Pat Buchanan (pictured) is astute enough to spot gobbledygook, and combative enough to call people on it.
For example, in an article about high school admissions policy, Mr. Buchanan quotes Jeremy Shughart, admissions director at the merit-based Thomas Jefferson High School for Science and Technology (Fairfax County, Virginia):
“Says Shughart, ‘The committee is looking at a variety of admissions components and making recommendations for possible adjustments to future admissions cycles. … (We) will continue to work on increasing diversity at TJHSST and will continue to pursue outreach efforts to ensure talented underrepresented populations of students with a passion for math and science consider, apply to, and attend… Fairfax County Public Schools believes in the value of diversity.’ ”
Then Mr. Buchanan calls him on his gobbledygook:
“That is bureaucratic gobbledygook for saying they are going to start looking closer at the race and ethnicity of student applicants and begin using this criteria to bring in some — and to reject others.
“Race discrimination, against Asians, is coming to Fairfax County.”

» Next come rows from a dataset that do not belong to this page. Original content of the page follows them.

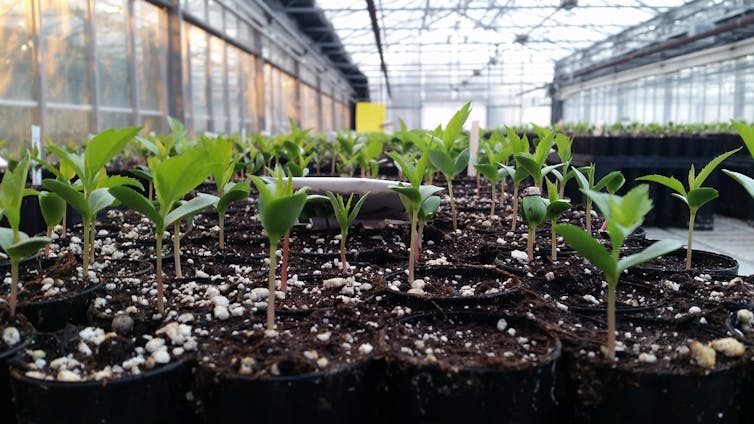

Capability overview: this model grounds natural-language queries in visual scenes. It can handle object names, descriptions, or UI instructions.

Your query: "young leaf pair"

[555,184,681,360]
[251,167,307,330]
[637,147,741,270]
[327,191,369,275]
[42,128,141,276]
[0,157,51,317]
[521,180,571,262]
[388,152,443,281]
[429,103,471,231]
[109,146,218,314]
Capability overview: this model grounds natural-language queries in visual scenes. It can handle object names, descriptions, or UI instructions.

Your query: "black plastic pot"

[18,284,102,331]
[384,312,561,424]
[10,352,198,424]
[196,360,379,424]
[634,249,738,277]
[565,354,744,424]
[384,265,518,309]
[0,336,31,424]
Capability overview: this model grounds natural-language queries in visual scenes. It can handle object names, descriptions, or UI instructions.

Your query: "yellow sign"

[356,102,387,132]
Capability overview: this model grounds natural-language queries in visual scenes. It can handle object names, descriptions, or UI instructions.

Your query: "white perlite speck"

[359,343,374,355]
[710,337,746,358]
[214,305,230,321]
[58,370,81,381]
[144,337,165,353]
[152,350,170,364]
[511,250,529,264]
[3,327,21,347]
[639,353,657,364]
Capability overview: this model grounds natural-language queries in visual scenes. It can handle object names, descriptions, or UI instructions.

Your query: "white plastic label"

[466,121,479,177]
[31,125,44,186]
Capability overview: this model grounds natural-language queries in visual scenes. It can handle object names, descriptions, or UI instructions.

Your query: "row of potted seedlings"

[0,104,754,423]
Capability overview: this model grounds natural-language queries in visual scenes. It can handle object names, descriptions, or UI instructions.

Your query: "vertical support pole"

[167,2,185,129]
[466,120,478,177]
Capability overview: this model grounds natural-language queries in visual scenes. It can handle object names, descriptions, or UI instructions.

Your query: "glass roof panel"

[316,0,688,107]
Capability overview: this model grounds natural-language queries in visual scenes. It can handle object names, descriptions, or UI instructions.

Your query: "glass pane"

[100,112,131,128]
[0,0,34,102]
[40,0,91,105]
[240,52,261,132]
[139,115,169,134]
[280,72,301,129]
[210,37,228,133]
[322,95,334,131]
[0,104,34,154]
[186,26,209,132]
[226,46,241,133]
[301,84,320,131]
[183,0,207,20]
[94,0,131,109]
[134,1,167,113]
[207,0,223,32]
[45,109,92,144]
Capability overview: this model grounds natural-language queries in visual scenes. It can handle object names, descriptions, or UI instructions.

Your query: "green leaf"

[149,147,213,209]
[88,188,115,218]
[419,196,442,221]
[442,102,471,151]
[591,170,626,193]
[555,133,573,163]
[636,174,686,196]
[259,190,306,243]
[79,127,141,179]
[686,187,719,210]
[723,169,754,197]
[39,191,66,228]
[555,224,619,278]
[97,175,144,190]
[108,186,165,229]
[0,227,13,253]
[521,196,547,228]
[546,199,571,221]
[534,129,555,168]
[0,158,29,229]
[545,178,560,203]
[419,184,445,201]
[42,178,89,216]
[216,182,251,214]
[618,240,683,273]
[348,193,369,225]
[429,150,455,176]
[165,194,217,227]
[513,153,542,179]
[689,147,741,189]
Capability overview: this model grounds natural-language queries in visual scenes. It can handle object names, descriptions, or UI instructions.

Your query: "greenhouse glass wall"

[0,0,355,151]
[553,0,754,124]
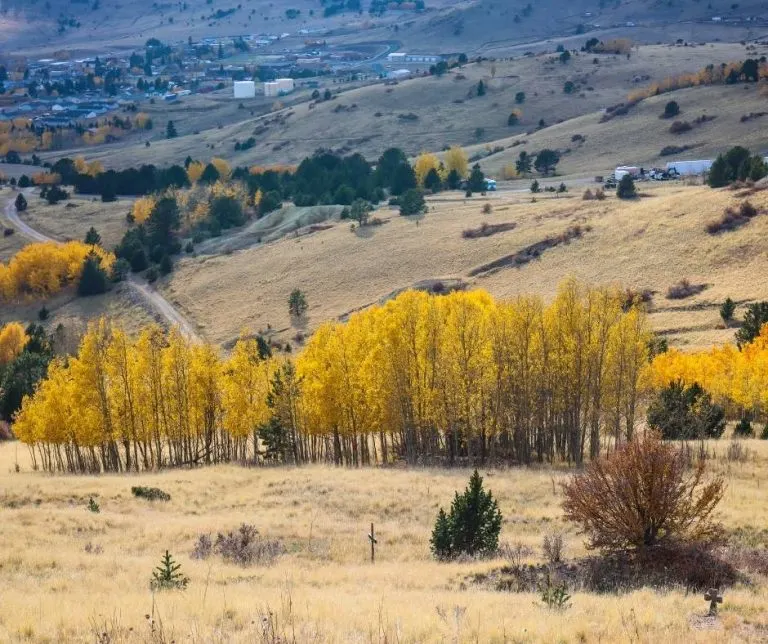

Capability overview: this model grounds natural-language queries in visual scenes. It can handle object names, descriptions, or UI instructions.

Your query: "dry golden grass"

[0,441,768,642]
[480,83,768,177]
[20,194,133,249]
[163,184,768,347]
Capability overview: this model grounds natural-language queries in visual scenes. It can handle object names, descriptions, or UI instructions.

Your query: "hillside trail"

[4,190,201,341]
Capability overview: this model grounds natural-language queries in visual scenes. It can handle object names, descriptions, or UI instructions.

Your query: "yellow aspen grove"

[0,241,115,302]
[649,325,768,416]
[15,280,652,472]
[413,152,440,187]
[0,322,29,367]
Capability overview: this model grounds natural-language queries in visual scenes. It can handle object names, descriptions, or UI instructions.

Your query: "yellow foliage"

[445,145,469,179]
[413,152,440,186]
[0,322,29,366]
[17,280,649,471]
[0,241,115,301]
[650,325,768,413]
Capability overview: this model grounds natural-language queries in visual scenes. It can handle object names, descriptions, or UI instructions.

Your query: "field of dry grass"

[54,43,755,172]
[161,184,768,348]
[0,441,768,643]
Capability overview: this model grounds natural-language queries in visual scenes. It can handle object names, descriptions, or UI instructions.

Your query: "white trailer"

[667,159,713,177]
[233,81,256,98]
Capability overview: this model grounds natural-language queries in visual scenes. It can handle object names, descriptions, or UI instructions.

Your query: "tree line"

[14,281,650,472]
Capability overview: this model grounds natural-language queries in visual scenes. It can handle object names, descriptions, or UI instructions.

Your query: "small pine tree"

[429,508,453,561]
[288,288,309,318]
[431,470,502,559]
[707,154,731,188]
[77,253,109,297]
[149,550,189,590]
[720,297,736,325]
[85,226,101,246]
[15,194,27,212]
[616,174,637,199]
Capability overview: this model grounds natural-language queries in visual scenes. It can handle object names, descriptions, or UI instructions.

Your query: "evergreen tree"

[515,150,533,175]
[85,226,101,246]
[77,253,109,297]
[736,302,768,349]
[707,154,731,188]
[616,174,637,199]
[467,163,487,192]
[14,193,27,212]
[431,470,502,559]
[399,188,427,217]
[200,163,221,184]
[150,550,189,590]
[430,508,453,561]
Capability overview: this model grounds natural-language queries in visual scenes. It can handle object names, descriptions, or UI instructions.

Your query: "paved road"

[5,190,200,340]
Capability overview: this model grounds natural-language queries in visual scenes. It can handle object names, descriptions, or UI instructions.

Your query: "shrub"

[667,279,706,300]
[131,485,171,501]
[669,121,693,134]
[563,433,725,551]
[647,382,725,440]
[430,470,502,560]
[541,532,565,564]
[661,101,680,119]
[149,550,189,590]
[616,174,637,199]
[201,523,285,566]
[733,416,755,438]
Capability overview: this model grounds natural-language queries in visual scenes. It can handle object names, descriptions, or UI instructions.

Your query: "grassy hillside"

[476,85,768,181]
[163,184,768,347]
[54,44,756,166]
[0,441,768,644]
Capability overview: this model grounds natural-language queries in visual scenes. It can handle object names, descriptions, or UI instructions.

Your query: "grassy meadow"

[0,440,768,643]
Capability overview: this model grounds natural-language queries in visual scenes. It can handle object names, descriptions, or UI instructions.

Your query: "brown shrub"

[667,279,707,300]
[669,121,693,134]
[563,433,725,552]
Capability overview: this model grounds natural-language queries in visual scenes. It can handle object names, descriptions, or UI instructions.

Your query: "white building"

[264,78,296,96]
[233,81,256,98]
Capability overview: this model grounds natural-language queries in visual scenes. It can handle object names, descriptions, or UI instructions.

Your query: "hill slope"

[164,184,768,346]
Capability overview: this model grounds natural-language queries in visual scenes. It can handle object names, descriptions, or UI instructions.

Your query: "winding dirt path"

[4,190,201,340]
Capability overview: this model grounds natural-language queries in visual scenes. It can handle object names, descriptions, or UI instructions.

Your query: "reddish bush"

[563,433,725,551]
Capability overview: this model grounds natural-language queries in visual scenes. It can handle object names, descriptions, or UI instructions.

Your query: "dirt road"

[5,191,200,340]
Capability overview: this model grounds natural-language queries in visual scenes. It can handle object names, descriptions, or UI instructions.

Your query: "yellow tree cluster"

[650,325,768,415]
[627,62,768,105]
[0,322,29,367]
[14,320,279,472]
[0,241,115,302]
[14,281,649,471]
[297,281,649,463]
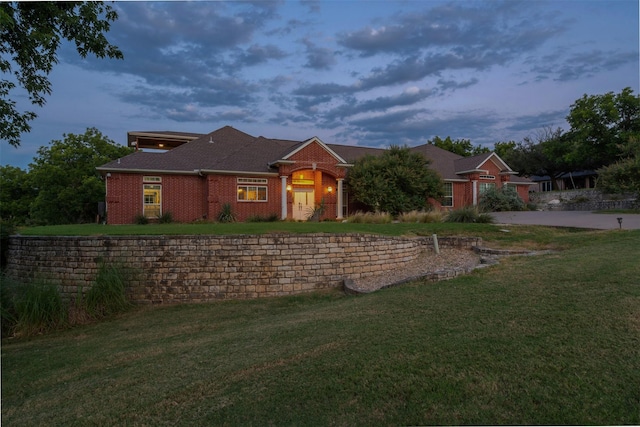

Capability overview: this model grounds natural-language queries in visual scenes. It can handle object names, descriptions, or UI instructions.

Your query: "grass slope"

[2,229,640,426]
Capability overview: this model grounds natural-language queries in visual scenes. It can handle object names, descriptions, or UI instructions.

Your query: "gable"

[282,136,347,165]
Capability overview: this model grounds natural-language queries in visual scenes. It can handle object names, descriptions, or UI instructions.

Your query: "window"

[480,182,496,194]
[442,182,453,207]
[238,185,267,202]
[142,184,162,218]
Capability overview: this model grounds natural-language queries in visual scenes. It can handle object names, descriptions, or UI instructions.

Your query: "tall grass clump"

[444,206,494,224]
[347,212,393,224]
[218,203,236,223]
[84,263,133,318]
[398,211,443,224]
[11,279,68,336]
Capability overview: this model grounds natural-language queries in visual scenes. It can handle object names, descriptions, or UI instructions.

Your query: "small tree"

[349,146,443,216]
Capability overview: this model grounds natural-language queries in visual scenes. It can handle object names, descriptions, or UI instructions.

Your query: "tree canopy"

[349,146,443,216]
[0,2,123,146]
[427,136,491,157]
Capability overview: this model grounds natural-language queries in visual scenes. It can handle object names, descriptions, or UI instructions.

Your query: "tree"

[504,127,572,190]
[29,128,132,224]
[0,2,123,146]
[0,166,36,225]
[598,139,640,197]
[567,88,640,170]
[349,146,443,216]
[427,136,490,157]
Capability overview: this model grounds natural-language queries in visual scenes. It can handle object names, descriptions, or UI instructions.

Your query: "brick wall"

[7,234,481,304]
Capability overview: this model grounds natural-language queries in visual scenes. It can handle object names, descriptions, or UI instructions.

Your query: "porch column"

[336,178,344,219]
[471,179,478,206]
[280,176,287,220]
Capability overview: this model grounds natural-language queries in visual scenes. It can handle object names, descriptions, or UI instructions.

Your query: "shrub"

[247,213,280,222]
[14,279,67,336]
[479,186,525,212]
[84,263,133,317]
[445,206,493,224]
[218,203,236,222]
[398,211,443,224]
[133,214,149,225]
[158,212,173,224]
[0,220,16,268]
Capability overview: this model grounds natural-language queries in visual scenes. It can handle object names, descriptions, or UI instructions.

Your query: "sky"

[0,0,640,169]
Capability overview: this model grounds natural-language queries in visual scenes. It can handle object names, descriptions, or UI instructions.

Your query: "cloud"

[302,39,336,70]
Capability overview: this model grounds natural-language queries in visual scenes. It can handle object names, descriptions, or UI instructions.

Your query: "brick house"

[97,126,531,224]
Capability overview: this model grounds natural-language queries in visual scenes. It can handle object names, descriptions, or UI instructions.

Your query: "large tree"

[29,128,132,224]
[0,2,123,146]
[566,88,640,169]
[503,127,571,190]
[598,138,640,198]
[349,146,443,216]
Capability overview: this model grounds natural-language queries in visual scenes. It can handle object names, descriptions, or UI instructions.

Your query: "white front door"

[292,189,314,221]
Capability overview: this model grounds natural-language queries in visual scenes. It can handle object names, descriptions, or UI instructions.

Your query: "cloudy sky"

[0,0,639,168]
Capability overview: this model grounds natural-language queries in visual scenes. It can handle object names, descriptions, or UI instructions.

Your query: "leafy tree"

[501,128,572,190]
[0,166,36,224]
[349,146,443,216]
[29,128,132,224]
[598,139,640,197]
[427,136,490,157]
[0,2,123,146]
[566,88,640,170]
[493,141,518,166]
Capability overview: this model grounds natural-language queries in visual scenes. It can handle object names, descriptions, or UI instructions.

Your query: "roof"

[97,126,530,182]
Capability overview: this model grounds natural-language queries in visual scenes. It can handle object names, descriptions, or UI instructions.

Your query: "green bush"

[133,214,149,225]
[218,203,236,223]
[84,263,133,318]
[247,213,280,222]
[347,212,393,224]
[444,206,494,224]
[479,186,525,212]
[13,279,68,336]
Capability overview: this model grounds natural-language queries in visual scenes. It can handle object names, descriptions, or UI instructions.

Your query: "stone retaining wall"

[7,234,481,304]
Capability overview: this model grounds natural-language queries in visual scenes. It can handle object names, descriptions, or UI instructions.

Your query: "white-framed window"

[142,184,162,218]
[480,182,496,194]
[238,178,267,184]
[442,182,453,207]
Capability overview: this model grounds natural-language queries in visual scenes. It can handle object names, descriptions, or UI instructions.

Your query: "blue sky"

[0,0,640,168]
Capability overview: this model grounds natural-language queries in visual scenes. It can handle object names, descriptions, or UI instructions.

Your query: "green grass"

[2,228,640,426]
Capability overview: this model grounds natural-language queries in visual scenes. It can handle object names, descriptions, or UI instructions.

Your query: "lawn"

[2,224,640,426]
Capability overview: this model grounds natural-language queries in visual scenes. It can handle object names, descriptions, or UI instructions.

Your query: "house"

[97,126,531,224]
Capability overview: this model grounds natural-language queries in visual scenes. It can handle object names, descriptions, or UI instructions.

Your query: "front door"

[292,189,314,221]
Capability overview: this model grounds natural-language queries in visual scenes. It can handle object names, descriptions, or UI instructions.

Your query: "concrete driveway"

[491,211,640,230]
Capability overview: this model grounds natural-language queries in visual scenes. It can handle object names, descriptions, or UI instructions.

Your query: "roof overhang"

[127,131,202,150]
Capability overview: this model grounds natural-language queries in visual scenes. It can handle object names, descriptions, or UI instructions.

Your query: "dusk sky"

[0,0,640,169]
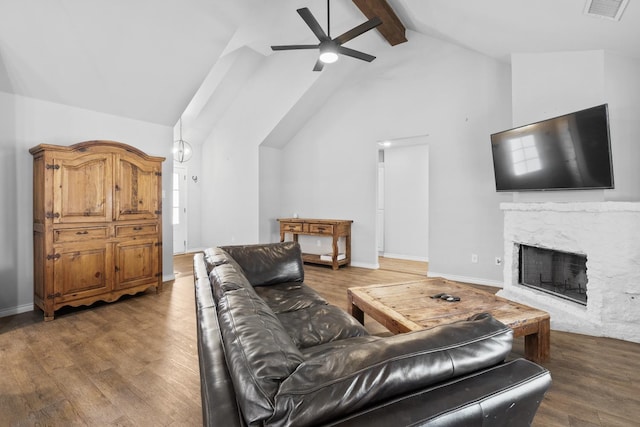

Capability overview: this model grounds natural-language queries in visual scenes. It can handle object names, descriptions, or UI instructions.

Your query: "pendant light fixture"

[173,116,193,163]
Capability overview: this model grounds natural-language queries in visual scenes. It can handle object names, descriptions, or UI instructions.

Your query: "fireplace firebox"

[518,245,587,305]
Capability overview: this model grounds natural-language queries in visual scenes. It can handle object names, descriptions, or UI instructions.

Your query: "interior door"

[171,166,187,254]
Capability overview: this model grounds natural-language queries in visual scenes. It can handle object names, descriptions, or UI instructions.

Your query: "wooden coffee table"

[347,277,550,362]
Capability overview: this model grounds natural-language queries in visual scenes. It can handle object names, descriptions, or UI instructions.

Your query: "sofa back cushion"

[268,314,513,426]
[221,242,304,286]
[218,287,304,425]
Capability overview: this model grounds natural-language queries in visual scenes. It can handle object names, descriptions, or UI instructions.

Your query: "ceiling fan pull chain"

[327,0,331,39]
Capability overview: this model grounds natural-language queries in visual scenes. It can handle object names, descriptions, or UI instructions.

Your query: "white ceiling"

[0,0,640,126]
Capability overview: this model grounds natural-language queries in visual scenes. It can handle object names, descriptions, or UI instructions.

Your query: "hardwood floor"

[0,255,640,427]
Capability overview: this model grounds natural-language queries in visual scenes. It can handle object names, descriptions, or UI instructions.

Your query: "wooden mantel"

[353,0,407,46]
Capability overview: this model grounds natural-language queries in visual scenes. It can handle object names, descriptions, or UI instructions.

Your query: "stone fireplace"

[498,202,640,342]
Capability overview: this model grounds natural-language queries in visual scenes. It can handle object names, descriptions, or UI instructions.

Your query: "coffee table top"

[347,277,549,337]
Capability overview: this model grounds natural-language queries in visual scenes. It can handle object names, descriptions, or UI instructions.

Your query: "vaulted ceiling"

[0,0,640,132]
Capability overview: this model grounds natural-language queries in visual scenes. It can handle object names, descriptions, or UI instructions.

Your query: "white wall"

[200,49,318,247]
[384,145,429,261]
[281,33,511,284]
[259,146,282,243]
[0,92,173,316]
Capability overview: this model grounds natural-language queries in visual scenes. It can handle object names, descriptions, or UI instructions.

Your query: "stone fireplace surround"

[498,202,640,342]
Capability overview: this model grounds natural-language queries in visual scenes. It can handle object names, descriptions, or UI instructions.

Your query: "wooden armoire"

[29,141,164,320]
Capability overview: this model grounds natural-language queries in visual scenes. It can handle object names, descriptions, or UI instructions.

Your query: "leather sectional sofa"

[194,242,551,426]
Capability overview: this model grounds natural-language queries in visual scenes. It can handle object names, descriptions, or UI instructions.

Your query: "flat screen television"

[491,104,614,191]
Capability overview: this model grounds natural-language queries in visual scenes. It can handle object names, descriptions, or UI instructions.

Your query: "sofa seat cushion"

[222,242,304,286]
[218,287,304,424]
[255,282,328,314]
[267,314,513,426]
[277,305,369,349]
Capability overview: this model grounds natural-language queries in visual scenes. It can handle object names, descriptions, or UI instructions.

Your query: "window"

[173,172,180,225]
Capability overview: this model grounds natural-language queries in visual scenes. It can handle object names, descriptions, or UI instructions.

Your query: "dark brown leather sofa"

[194,242,551,427]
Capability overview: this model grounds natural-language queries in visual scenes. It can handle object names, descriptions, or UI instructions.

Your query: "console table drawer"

[280,222,302,232]
[309,224,333,234]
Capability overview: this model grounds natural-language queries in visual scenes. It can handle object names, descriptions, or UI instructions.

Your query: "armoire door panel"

[53,153,113,224]
[52,244,110,303]
[115,157,160,221]
[115,239,158,289]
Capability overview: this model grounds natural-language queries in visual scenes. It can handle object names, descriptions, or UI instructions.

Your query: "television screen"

[491,104,614,191]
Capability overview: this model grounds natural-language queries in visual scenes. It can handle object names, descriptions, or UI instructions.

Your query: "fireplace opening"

[518,245,587,305]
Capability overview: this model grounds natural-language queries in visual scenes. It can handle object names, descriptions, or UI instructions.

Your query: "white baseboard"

[382,252,429,262]
[0,303,33,317]
[427,271,504,288]
[351,261,380,270]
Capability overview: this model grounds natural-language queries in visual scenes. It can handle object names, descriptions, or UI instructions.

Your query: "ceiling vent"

[584,0,629,21]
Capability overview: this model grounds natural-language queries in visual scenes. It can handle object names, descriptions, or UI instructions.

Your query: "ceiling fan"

[271,0,382,71]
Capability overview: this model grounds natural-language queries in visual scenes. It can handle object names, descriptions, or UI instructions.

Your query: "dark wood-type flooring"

[0,255,640,427]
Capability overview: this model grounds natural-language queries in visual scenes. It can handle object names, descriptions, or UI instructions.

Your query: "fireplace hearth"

[518,245,587,305]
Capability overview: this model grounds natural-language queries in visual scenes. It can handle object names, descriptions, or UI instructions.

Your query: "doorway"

[171,166,187,254]
[376,139,429,262]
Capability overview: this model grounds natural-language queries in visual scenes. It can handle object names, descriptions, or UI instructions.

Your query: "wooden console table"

[278,218,353,270]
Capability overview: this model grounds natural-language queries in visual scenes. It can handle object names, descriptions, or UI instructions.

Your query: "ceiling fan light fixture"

[320,51,338,64]
[319,41,338,64]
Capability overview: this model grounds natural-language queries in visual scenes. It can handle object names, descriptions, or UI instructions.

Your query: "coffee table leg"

[349,303,364,325]
[524,319,551,363]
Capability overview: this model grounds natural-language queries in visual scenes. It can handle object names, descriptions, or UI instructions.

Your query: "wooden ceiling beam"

[353,0,407,46]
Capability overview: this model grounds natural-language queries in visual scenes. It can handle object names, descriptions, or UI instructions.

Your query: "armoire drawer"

[116,224,158,237]
[53,227,108,243]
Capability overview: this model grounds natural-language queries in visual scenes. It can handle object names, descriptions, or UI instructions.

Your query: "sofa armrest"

[193,254,245,427]
[327,359,551,427]
[220,242,304,286]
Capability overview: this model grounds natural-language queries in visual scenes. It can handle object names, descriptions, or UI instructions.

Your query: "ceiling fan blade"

[271,44,318,50]
[333,16,382,45]
[298,7,329,42]
[338,46,376,62]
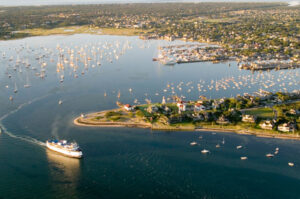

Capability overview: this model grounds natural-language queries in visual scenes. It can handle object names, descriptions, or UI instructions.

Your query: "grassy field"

[245,108,274,118]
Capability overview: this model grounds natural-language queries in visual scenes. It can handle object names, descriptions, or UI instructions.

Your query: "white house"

[259,120,274,130]
[124,104,133,111]
[177,101,187,111]
[278,123,295,132]
[194,103,206,112]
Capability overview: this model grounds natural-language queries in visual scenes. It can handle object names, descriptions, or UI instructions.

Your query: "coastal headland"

[74,91,300,139]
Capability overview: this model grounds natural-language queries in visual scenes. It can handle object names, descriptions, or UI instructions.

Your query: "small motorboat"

[190,142,197,146]
[266,153,274,158]
[201,149,209,154]
[288,162,294,167]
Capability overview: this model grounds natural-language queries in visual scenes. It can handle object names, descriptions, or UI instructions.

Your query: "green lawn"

[245,108,274,118]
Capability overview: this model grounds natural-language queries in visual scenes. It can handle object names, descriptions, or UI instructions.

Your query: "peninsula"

[74,91,300,139]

The Takeaway: If you want to win debates and persuade people, strictly avoid gobbledygook – unless all your readers and listeners are stupid. Astute readers and listeners may call you on your gobbledygook. Then you are worse off than before: (1) you’ve made a weak point, and (2) your resort to gobbledygook demonstrates that you knew it was weak – otherwise, you would have stated it clearly and boldly.
You probably noticed that “this criteria” is ungrammatical.